Thumbs Down: With lyrics like “Heer mile na isnu, ye ranjhe uthe mar gaya. Gora chitha mukhda. Dekho kala kar gaya…” (He couldn’t find a woman so he fell for a man. He has shamed himself and tainted his reputation) firstly the misunderstanding that homosexuals are unsuccessful with the opposite sex, hence “choosing” a member of the same-sex is presented. Secondly, same-sex love is portrayed as shameful- something that prevents many people from coming out and living an honest life, as well as preventing many to accept homosexual friends or family members.
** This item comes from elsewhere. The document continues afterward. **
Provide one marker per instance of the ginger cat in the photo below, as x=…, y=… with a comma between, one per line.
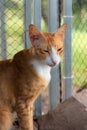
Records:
x=27, y=74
The chorus itself, “Maa Da ladla bigaad gaya” (Mummy’s boy has gone rotten) depicts homosexuality as an abnormal “disease”.


And The Cringe- worthy:

Kal Ho Na Ho:

The “Kantabehn” sequence of the elderly housemaid “walking in” on Aman (Shah Rukh Khan) and Rohit (Saif Ali Khan) is just plain cringe worthy.

Thumbs Down: Serving as comic relief, the serious misunderstanding of homosexuality being just about sex (especially promiscuous sex- as suggested by Rohit forgetting Aman’s name when introducing him to Kantabehn) becomes a serious obstacle for many LGBTQ persons to get family understanding and acceptance.



The idea that there must be a “man” and a “woman” in a same-sex relationship.


Thumbs Down: True, some same-sex couples can be “butch” and “femme”, or butch and butch, femme and femme or even a mixture – people fall in love with the person, not a gender.

However, why portray and play on a stereotype whilst trying to “compartmentalise” love?

This stereotype is perhaps to blame for the annoying and awkward question faced by many LGBTQ couples: So which one of you is the man and which is the woman?